1$\begingroup$ Not for partial orders, but for many classes of structures, check out Ralph Freese and his 1990 article "On the two kinds of probability in algebra". It talks about labeled versus unlabeled structures, and notes how probabilities for them are similar since most automorphism groups will be trivial. You might find something useful in his bibliography. $\endgroup$– The Masked AvengerMar 6, 2014 at 17:11

$\begingroup$ If you let $L$ be a linear extension of your partial order, then it seems you can almost always construct at least some automorphisms by swapping adjacent elements of $L$. The only time this wouldn't work is if your partial order is already a total order.
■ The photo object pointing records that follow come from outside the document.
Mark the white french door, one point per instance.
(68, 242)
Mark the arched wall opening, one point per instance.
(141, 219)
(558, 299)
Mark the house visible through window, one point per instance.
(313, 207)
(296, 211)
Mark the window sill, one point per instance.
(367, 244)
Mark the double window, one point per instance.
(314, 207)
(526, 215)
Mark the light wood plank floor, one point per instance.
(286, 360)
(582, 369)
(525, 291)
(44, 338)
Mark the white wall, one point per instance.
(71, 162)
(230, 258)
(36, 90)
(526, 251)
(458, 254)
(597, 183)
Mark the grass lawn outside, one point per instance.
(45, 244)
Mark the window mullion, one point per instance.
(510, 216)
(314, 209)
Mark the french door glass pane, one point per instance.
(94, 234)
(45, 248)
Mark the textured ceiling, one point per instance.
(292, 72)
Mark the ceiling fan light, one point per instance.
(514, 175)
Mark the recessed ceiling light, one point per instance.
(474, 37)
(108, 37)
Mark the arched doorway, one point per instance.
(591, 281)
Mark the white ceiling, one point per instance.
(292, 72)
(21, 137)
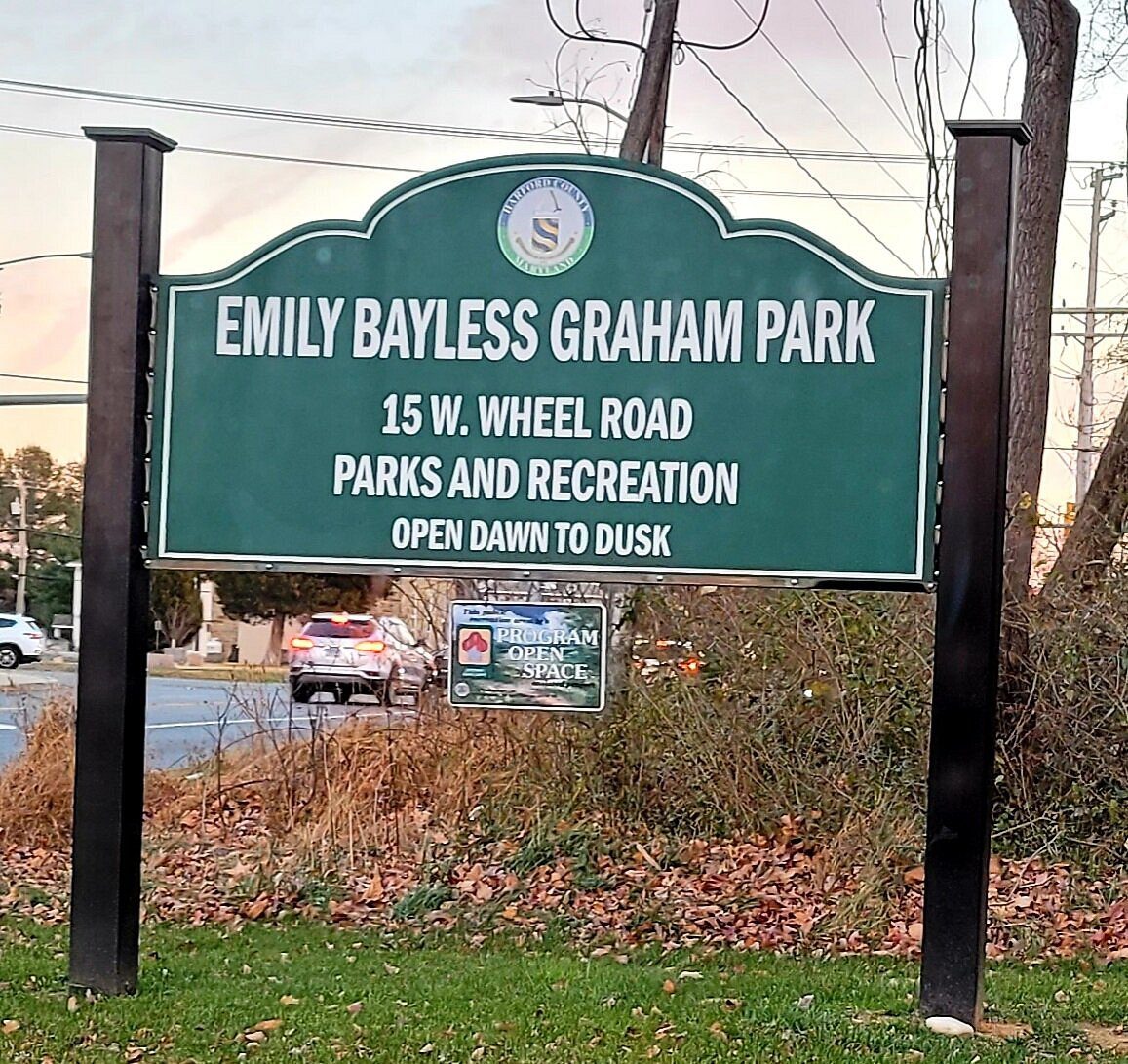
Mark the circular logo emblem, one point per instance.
(545, 225)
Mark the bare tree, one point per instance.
(1101, 520)
(1049, 30)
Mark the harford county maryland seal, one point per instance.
(545, 225)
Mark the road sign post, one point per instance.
(109, 738)
(969, 594)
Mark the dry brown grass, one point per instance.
(811, 705)
(35, 789)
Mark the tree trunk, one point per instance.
(1100, 522)
(1049, 30)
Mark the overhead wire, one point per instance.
(908, 132)
(58, 380)
(308, 160)
(797, 162)
(692, 148)
(584, 34)
(820, 99)
(892, 59)
(757, 27)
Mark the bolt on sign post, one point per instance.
(961, 755)
(109, 730)
(552, 367)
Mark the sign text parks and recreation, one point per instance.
(528, 655)
(550, 364)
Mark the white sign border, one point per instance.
(926, 294)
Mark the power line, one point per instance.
(810, 88)
(798, 163)
(908, 132)
(237, 110)
(58, 380)
(757, 26)
(415, 128)
(308, 160)
(967, 70)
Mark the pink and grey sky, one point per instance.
(454, 62)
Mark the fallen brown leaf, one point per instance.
(1108, 1040)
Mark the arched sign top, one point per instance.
(555, 365)
(712, 207)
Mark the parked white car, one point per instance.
(358, 653)
(20, 641)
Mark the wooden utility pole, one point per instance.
(646, 122)
(21, 561)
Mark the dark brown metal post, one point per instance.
(109, 738)
(969, 592)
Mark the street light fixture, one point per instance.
(554, 99)
(12, 261)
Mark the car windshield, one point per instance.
(330, 630)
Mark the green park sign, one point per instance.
(550, 365)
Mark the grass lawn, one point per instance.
(314, 993)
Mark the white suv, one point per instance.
(358, 653)
(20, 640)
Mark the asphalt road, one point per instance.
(186, 718)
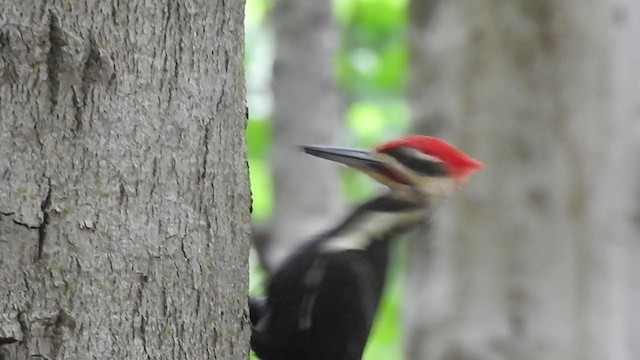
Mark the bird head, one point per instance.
(413, 165)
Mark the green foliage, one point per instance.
(370, 69)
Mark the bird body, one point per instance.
(322, 301)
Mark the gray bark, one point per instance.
(536, 258)
(307, 111)
(124, 198)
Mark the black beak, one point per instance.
(355, 158)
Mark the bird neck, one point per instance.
(376, 220)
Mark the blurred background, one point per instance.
(537, 257)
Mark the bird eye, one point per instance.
(422, 164)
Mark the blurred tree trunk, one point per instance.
(124, 200)
(307, 194)
(537, 259)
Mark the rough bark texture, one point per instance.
(537, 259)
(306, 111)
(123, 183)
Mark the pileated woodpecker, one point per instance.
(321, 302)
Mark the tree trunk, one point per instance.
(307, 193)
(535, 259)
(124, 198)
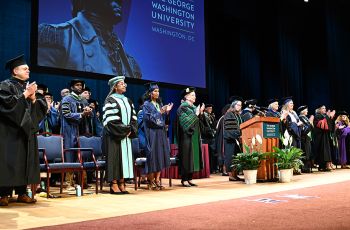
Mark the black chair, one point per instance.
(139, 161)
(92, 157)
(140, 164)
(51, 152)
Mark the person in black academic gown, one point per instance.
(157, 149)
(188, 136)
(20, 113)
(231, 134)
(306, 138)
(322, 149)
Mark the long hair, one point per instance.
(339, 119)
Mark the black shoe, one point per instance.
(185, 185)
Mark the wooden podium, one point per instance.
(268, 129)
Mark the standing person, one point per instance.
(322, 148)
(188, 136)
(248, 112)
(120, 125)
(20, 113)
(208, 132)
(272, 110)
(231, 136)
(291, 122)
(219, 141)
(342, 127)
(50, 122)
(157, 150)
(306, 138)
(87, 42)
(73, 111)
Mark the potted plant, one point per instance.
(288, 158)
(249, 161)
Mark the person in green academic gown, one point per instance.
(188, 136)
(20, 114)
(120, 125)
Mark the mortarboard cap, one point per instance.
(235, 98)
(285, 100)
(75, 81)
(342, 113)
(14, 62)
(188, 90)
(250, 102)
(151, 86)
(87, 89)
(272, 100)
(115, 80)
(302, 108)
(48, 94)
(43, 88)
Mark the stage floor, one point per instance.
(70, 209)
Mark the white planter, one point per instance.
(285, 175)
(250, 176)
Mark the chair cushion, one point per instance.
(65, 165)
(141, 161)
(173, 160)
(91, 164)
(101, 164)
(42, 167)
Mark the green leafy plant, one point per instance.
(288, 157)
(248, 160)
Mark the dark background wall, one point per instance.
(269, 48)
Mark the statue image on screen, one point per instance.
(87, 41)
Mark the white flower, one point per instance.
(237, 142)
(286, 135)
(290, 140)
(258, 138)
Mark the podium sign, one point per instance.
(268, 129)
(271, 130)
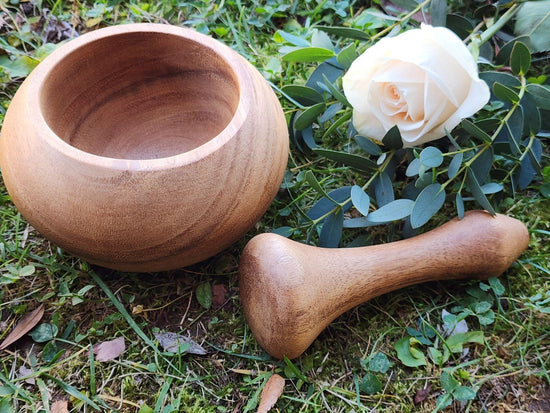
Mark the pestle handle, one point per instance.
(291, 291)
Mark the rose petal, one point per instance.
(368, 125)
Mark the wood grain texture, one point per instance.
(291, 291)
(144, 147)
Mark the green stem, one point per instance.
(493, 29)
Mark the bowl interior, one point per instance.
(139, 95)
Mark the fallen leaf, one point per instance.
(422, 394)
(271, 393)
(109, 350)
(60, 406)
(23, 327)
(25, 371)
(171, 343)
(218, 295)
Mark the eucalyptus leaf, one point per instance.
(463, 393)
(44, 332)
(520, 59)
(431, 157)
(430, 200)
(331, 111)
(492, 188)
(541, 95)
(347, 56)
(360, 200)
(513, 130)
(455, 164)
(379, 363)
(438, 12)
(413, 168)
(292, 39)
(308, 54)
(370, 384)
(321, 39)
(325, 205)
(308, 116)
(448, 382)
(354, 161)
(403, 349)
(475, 131)
(383, 189)
(334, 91)
(506, 79)
(329, 69)
(477, 192)
(483, 164)
(503, 56)
(304, 95)
(368, 145)
(532, 121)
(314, 183)
(505, 93)
(456, 342)
(20, 66)
(533, 20)
(331, 232)
(393, 211)
(346, 32)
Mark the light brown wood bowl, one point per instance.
(143, 147)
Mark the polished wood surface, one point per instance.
(291, 291)
(144, 147)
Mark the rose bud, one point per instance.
(424, 80)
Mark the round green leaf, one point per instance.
(463, 393)
(431, 157)
(448, 382)
(304, 95)
(308, 54)
(368, 145)
(360, 200)
(331, 232)
(44, 332)
(414, 168)
(379, 363)
(393, 211)
(308, 116)
(370, 384)
(402, 347)
(428, 202)
(455, 165)
(505, 93)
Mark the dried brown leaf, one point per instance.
(60, 406)
(218, 295)
(109, 350)
(25, 371)
(171, 343)
(25, 325)
(271, 393)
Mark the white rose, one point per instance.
(423, 80)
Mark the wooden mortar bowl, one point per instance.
(143, 147)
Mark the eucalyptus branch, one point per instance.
(401, 20)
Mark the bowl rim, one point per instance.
(42, 71)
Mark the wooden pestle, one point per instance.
(291, 291)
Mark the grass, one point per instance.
(508, 369)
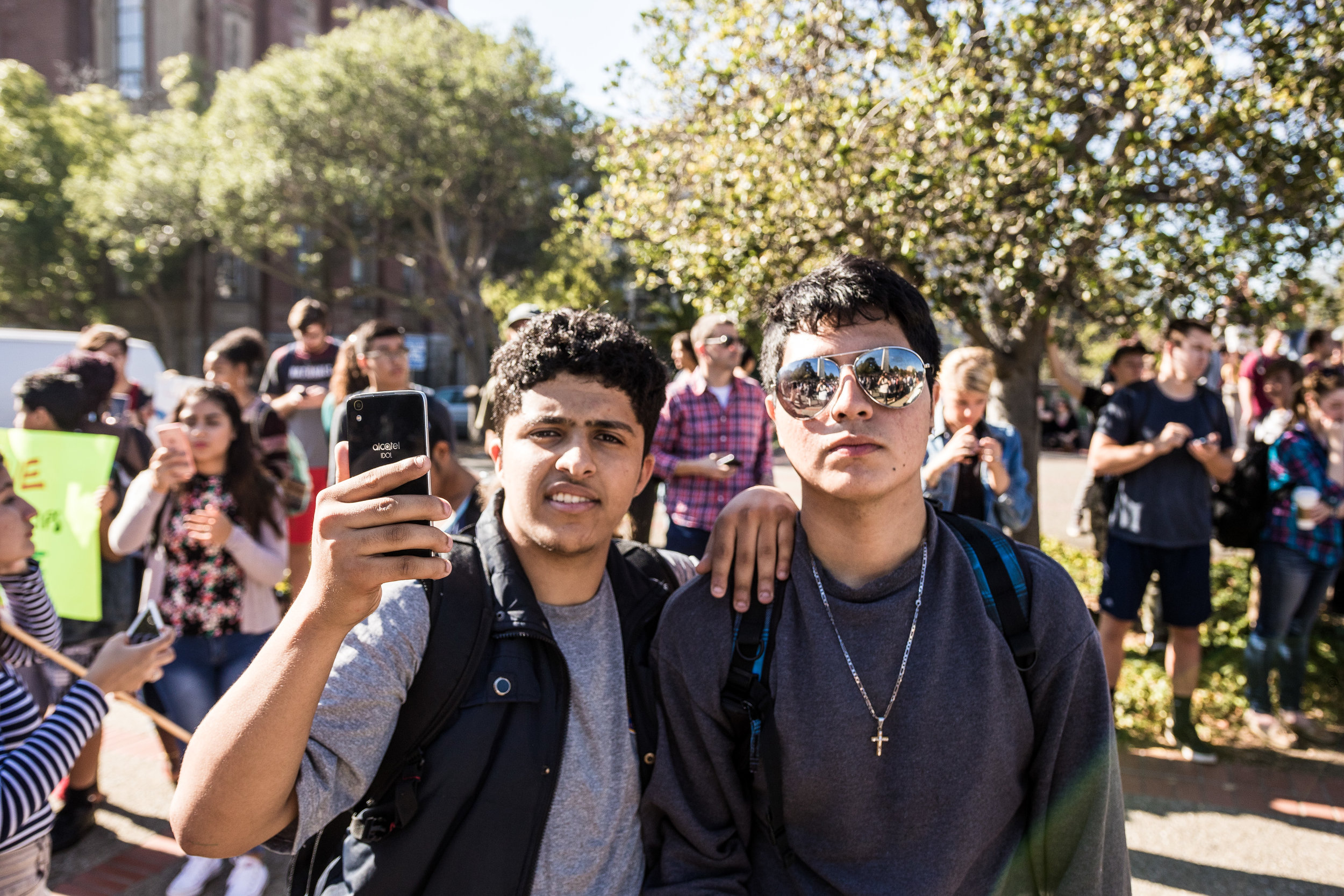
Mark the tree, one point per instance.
(1113, 159)
(399, 136)
(50, 275)
(141, 207)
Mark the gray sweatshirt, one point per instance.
(987, 786)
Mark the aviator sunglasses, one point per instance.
(891, 377)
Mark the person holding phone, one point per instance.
(213, 526)
(533, 787)
(35, 751)
(972, 467)
(713, 439)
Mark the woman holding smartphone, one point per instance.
(213, 526)
(37, 752)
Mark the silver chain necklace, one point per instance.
(880, 739)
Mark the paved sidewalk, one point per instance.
(1259, 824)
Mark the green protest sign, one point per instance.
(58, 473)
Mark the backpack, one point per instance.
(461, 621)
(1004, 582)
(1242, 504)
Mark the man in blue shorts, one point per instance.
(1167, 440)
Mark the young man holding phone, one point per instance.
(534, 784)
(713, 439)
(913, 754)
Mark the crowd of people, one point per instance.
(541, 706)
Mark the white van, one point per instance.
(23, 351)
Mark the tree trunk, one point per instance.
(1019, 382)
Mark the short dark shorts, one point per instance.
(1183, 580)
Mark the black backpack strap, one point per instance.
(461, 615)
(1003, 579)
(649, 562)
(748, 703)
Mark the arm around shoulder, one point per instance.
(695, 816)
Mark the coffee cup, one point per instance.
(1305, 499)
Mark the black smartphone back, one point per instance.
(386, 428)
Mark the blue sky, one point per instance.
(581, 38)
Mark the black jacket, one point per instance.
(488, 779)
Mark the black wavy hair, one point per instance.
(847, 291)
(253, 489)
(58, 393)
(244, 346)
(97, 375)
(585, 345)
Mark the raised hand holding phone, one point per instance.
(173, 464)
(386, 428)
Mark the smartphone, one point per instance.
(174, 436)
(386, 428)
(147, 625)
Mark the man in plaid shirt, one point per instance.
(713, 439)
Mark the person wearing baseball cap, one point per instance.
(514, 324)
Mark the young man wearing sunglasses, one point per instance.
(713, 439)
(909, 752)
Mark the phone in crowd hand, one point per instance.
(386, 428)
(174, 436)
(147, 625)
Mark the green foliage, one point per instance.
(397, 136)
(1007, 159)
(1144, 696)
(143, 206)
(49, 270)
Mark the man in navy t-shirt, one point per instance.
(296, 381)
(1167, 440)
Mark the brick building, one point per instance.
(120, 44)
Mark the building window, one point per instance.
(237, 39)
(234, 280)
(131, 47)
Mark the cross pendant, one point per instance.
(881, 739)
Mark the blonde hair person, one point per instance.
(971, 467)
(968, 370)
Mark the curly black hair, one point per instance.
(584, 345)
(847, 291)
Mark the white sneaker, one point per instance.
(194, 876)
(249, 878)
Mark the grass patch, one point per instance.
(1144, 696)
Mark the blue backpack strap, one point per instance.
(1003, 582)
(748, 703)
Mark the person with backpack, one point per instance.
(214, 531)
(880, 727)
(1125, 369)
(487, 733)
(1299, 554)
(1166, 439)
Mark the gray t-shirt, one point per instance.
(985, 786)
(592, 838)
(592, 841)
(1168, 500)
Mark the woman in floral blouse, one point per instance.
(217, 548)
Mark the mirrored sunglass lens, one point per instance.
(808, 385)
(891, 377)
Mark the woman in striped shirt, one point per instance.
(35, 754)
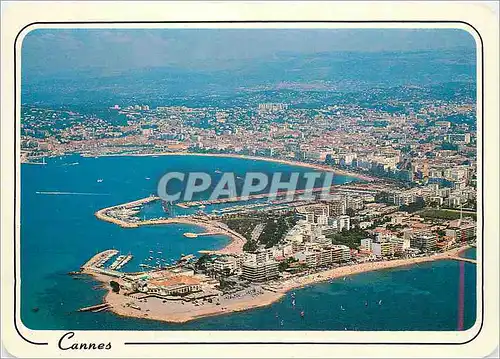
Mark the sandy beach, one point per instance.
(319, 167)
(176, 312)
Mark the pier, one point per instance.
(469, 260)
(95, 308)
(196, 235)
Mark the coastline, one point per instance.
(319, 167)
(175, 312)
(235, 245)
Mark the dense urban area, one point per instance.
(420, 200)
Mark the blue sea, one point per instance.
(59, 232)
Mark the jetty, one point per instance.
(196, 235)
(95, 308)
(458, 258)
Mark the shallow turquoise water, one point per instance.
(60, 232)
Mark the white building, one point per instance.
(366, 244)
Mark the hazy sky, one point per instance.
(51, 51)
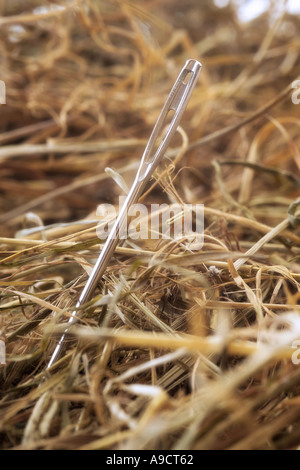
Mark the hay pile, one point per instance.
(182, 349)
Am I missing something here? $\endgroup$– Kevin P. CostelloMar 6, 2014 at 19:23

1$\begingroup$ @KevinP.Costello Could you explain why one almost always gets an automorphism? (It's clear that not just any pair of adjacent elements of $L$ can be swapped: for example, adjacent elements may have different degrees in the comparability graph that corresponds to the underlying partial order.) $\endgroup$– Andrew UzzellMar 7, 2014 at 12:27

$\begingroup$ @AndrewUzzell, and that indeed is what I was missing. Sorry about the mistake. $\endgroup$– Kevin P. CostelloMar 7, 2014 at 18:24

$\begingroup$ Remark: the statement that among isomorphism classes, the number of "rigid" ones is larger, is stronger. Indeed, the counting is then different since in counting orders, rigid ones occur $n!$ times while nonrigid ones occur less times. $\endgroup$– YCorAug 7, 2021 at 10:44
1 Answer
Prömel (1987) proves a more general statement of rigidity for many classes of structures. In particular he has:
Corollary 2.3. Let $P^u(n)$ denote the number of unlabeled partial orders on an $n$element set. Then there exists a constant $s$ such that for all $n$ $$ P^u(n) \le \frac{P(n)}{n!} \left(1 + \frac{s}{2^{n/4}} \right), $$
and as a consequence,
Corollary 2.3.a. Almost all partial orders are rigid, i.e., have no nontrivial automorphism.
Prömel, Hans Jürgen, Counting unlabeled structures, J. Comb. Theory, Ser. A 44, 8393 (1987). ZBL0618.05029.